The common service bus is really a virtual environment whereby services are made available to all potential consumers on a fabric. This is typically referred to as an Enterprise Service Bus (ESB) and has a collection of specialized subcomponents including naming and lookup directories, registry-repositories, and service provider interfaces (for connecting capabilities and integrating systems) as well as a standardized collection of standards and protocols to make communications seamless across all connected devices. Advanced ESB vendors have tools that can aggregate services into complex processes and workflows.And as you might expect given Duane (and Adobe's) history, there's a nice reference architecture for SOA and Web 2.0 that the paper uses when discussing the points the authors want to make. According to the paper, the core axioms of SOA are:
Services themselves should be treated as subservient to the higher level system or systems that use them. If you are deploying services to be part of an automated process management system, the services themselves should not know (or care) what they are being used for.The first 10 pages of the report are a good overview of SOA, with obvious input from the authors' real-world experiences. Solely for that reason, it is worth reading. Section 4 discusses the different message exchange patterns that can arise within SOA-based applications:
... keep the service consumers agnostic to how the services are delivering their functionality. This results in a clean decoupling of components, another architecturally elegant feature of modern service oriented systems. Having dependencies on knowing the internal working of the services functionality is another anti-pattern of SOA and should also be avoided
- Simple request-response.
- Request-response via the registry: "An optional service registry can be used within the architecture to help the client automatically configure certain aspects of its service client. The service provider pushes changes regarding the service’s details to the registry to which the consumer has subscribed. When the changes are made, the service consumer is notified of these changes and can configure its service client to talk to the service components and the relationships between them, using features specific to a given language or environment."

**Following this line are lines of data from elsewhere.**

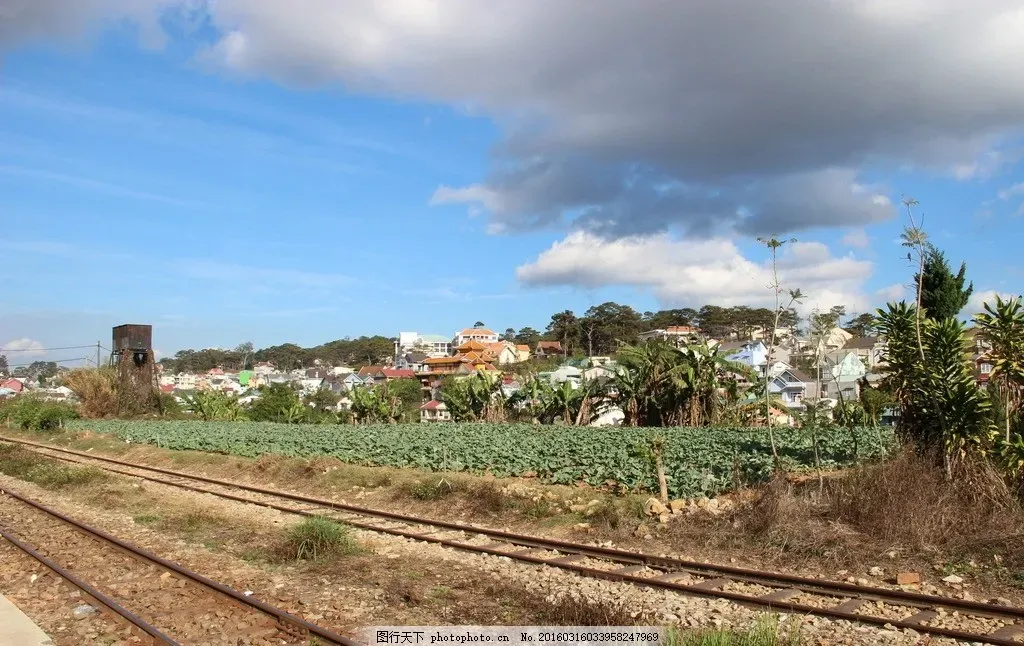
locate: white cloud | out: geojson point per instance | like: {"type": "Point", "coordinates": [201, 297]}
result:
{"type": "Point", "coordinates": [857, 239]}
{"type": "Point", "coordinates": [24, 348]}
{"type": "Point", "coordinates": [976, 303]}
{"type": "Point", "coordinates": [215, 270]}
{"type": "Point", "coordinates": [696, 272]}
{"type": "Point", "coordinates": [892, 293]}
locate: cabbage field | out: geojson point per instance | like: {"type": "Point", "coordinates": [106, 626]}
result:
{"type": "Point", "coordinates": [697, 460]}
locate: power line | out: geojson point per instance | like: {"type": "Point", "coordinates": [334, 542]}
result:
{"type": "Point", "coordinates": [77, 358]}
{"type": "Point", "coordinates": [70, 347]}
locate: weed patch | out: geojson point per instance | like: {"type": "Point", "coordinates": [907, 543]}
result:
{"type": "Point", "coordinates": [766, 633]}
{"type": "Point", "coordinates": [429, 490]}
{"type": "Point", "coordinates": [317, 539]}
{"type": "Point", "coordinates": [46, 473]}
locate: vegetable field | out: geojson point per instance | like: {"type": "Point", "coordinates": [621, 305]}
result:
{"type": "Point", "coordinates": [697, 460]}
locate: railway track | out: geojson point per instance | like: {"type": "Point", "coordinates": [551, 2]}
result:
{"type": "Point", "coordinates": [940, 616]}
{"type": "Point", "coordinates": [159, 598]}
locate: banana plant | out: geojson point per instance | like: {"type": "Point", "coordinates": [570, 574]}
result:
{"type": "Point", "coordinates": [1001, 325]}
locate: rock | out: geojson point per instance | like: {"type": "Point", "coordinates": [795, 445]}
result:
{"type": "Point", "coordinates": [653, 507]}
{"type": "Point", "coordinates": [907, 578]}
{"type": "Point", "coordinates": [83, 611]}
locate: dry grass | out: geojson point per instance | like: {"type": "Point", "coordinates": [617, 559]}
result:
{"type": "Point", "coordinates": [908, 502]}
{"type": "Point", "coordinates": [95, 389]}
{"type": "Point", "coordinates": [904, 505]}
{"type": "Point", "coordinates": [317, 539]}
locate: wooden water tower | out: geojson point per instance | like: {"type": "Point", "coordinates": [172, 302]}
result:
{"type": "Point", "coordinates": [136, 376]}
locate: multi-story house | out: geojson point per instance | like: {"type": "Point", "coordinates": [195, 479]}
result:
{"type": "Point", "coordinates": [480, 335]}
{"type": "Point", "coordinates": [841, 380]}
{"type": "Point", "coordinates": [185, 381]}
{"type": "Point", "coordinates": [429, 344]}
{"type": "Point", "coordinates": [678, 335]}
{"type": "Point", "coordinates": [549, 348]}
{"type": "Point", "coordinates": [791, 386]}
{"type": "Point", "coordinates": [504, 352]}
{"type": "Point", "coordinates": [870, 350]}
{"type": "Point", "coordinates": [434, 411]}
{"type": "Point", "coordinates": [264, 368]}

- Subscribe-push: "In this pattern, one or more clients register subscriptions with a service to receive messages based on some criteria. Regardless of the criteria, the externally visible pattern remains the same."
- Probe and match: "... a single client may multicast or broadcast a message to several endpoints on a single fabric, prompting them to respond based on certain criteria."
- Patterns for RIA: "Creating Rich Internet Applications (RIAs) requires a level of data management that goes beyond the traditional Request-Response model. Providing a richer, more expressive experience often requires more data-intensive interaction and introduces new challenges in managing data between the client and server tiers."
- Data paging: "Some services automatically facilitate the paging of large data sets, enabling developers to focus on core application business logic instead of worrying about basic data management infrastructure."
- Data push: "Some services offer data-push capability, enabling data to automatically be pushed to the client application without polling (contrast this pattern to the “Subscribe-Push pattern listed above)."
This seems like a complete list. Are there MEPs that are not covered? Are some of these MEPs not necessary?